Monday 31 October 2011

THE STEVE WAY OF LOOKING AT THINGS


As I spent my week puzzling over the disadvantages of democracy – all talk and no action – the idiotic spectacle of the Italians with their trousers round their economic ankles - the last writhings of capitalism furtively displayed by that shameless increase in pay of senior executives in the UK of 49% year on year and the split in the church over how to handle St Pauls from the Bishop of London’s robust approach “onward Christmas soldiers marching as to war” (viz torch the tents) to the more pacifist “turn the other cheek” - the view (yet again) is the Anglican church has made itself an idiot (together with the Catholic church in those leafy avenues of paedophilia Ealing).

What would Steve Jobs have done? Steve the hero of our generation, and undoubtedly a genius techno-artist.

He’d have simplified everything.

He’d have taken Greeks, Portuguese, Italians and Spanish into his legendary lift and fired them, reduced  Angela and Nicolas to torrents of tears by, as Jonathan Ive said, identifying their sensitivities and weaknesses and ruthlessly attacking them where it hurt (which being so sensitive himself he was adept at doing), disbanded all the committees in Brussels and created the greatest currency ever - the iPo.

Trouble is it would have led to war because countries are disparate cultures which can’t be conformed like Apple and because people just aren’t as perfect and clonable as things like the iPad and the Mac keyboard can be, so beautiful that Steve wanted to lick it. Steve himself was clearly not a very nice man. He seems to have been a sadistic bully and full of anger and contempt for others. He was the sort of person who wouldn’t say “after you” as you stood by a lift together (but wouldn’t need to as the thought of being “Steved” in a lift should have been enough to make you flee.)

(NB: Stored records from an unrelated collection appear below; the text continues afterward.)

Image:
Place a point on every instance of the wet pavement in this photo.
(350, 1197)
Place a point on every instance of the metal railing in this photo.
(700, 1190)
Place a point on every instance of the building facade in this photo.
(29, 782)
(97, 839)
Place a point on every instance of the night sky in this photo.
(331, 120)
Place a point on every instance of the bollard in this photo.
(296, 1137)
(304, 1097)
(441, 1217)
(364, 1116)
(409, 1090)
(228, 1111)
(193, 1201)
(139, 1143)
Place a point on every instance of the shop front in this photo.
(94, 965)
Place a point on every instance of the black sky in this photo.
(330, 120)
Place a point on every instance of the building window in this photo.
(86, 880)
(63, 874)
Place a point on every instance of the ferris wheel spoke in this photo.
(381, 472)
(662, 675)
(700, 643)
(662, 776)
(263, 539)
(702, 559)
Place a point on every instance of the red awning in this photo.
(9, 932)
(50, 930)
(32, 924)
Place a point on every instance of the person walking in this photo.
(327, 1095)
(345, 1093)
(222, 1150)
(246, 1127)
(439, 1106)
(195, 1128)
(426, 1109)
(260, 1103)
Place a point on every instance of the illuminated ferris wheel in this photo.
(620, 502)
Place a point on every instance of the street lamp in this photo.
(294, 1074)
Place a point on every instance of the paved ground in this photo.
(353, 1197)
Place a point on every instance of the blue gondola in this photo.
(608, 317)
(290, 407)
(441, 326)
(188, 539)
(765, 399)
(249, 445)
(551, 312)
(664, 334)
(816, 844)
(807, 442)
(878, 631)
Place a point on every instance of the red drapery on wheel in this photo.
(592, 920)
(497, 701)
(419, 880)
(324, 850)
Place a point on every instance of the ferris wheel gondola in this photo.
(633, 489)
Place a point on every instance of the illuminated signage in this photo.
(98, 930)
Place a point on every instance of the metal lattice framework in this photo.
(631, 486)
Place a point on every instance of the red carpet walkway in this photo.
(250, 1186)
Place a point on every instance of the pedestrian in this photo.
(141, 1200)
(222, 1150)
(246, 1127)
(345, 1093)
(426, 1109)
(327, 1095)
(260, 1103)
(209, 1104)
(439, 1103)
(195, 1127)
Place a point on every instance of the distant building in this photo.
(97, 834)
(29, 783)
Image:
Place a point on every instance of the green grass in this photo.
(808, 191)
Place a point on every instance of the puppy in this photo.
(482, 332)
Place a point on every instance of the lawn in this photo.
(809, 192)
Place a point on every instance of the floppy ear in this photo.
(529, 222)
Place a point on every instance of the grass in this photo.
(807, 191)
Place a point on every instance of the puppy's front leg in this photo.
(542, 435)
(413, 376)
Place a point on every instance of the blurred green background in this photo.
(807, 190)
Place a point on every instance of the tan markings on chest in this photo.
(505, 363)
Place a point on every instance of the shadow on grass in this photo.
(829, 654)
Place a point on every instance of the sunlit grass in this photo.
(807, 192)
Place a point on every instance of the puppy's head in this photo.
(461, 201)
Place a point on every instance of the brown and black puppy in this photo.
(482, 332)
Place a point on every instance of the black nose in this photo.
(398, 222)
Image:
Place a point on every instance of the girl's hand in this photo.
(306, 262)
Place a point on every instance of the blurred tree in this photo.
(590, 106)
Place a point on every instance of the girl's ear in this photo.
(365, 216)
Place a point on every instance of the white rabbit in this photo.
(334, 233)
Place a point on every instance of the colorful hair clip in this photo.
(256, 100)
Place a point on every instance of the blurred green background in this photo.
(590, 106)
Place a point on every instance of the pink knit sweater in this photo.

But he taught us a lot of things and sometimes genius maybe forgiven its bad table manners. He taught us bullshit is bullshit, mediocre isn’t good enough so try again, obsession with detail is good and small is beautiful. Apple always felt small and focused.

Unlike Shell, CitiGroup, Kraft, BA and the EU which I always see as big and sluggish, process-driven, old fashioned and vulnerable. Out-of-condition Goliaths (“Sorry Mr G you need a life style change.”)  So when I kept hearing through the week “does Britain want to become a second class power?” it was like hearing “does Leeds United want to be a second class football team?” But we are and it is.

We need to be the best we can be at what we can excel at. Steve turned a bankrupt Apple into one of the most successful companies in the world in 20 years just by focusing on that. If he’d been an average UK businessman he’d have sold to Microsoft years ago. Or he’d, as Britain, have become a fully- fledged member of the EU.

But if you give up your independence you can’t live your dream.

Now get into that lift and let’s talk.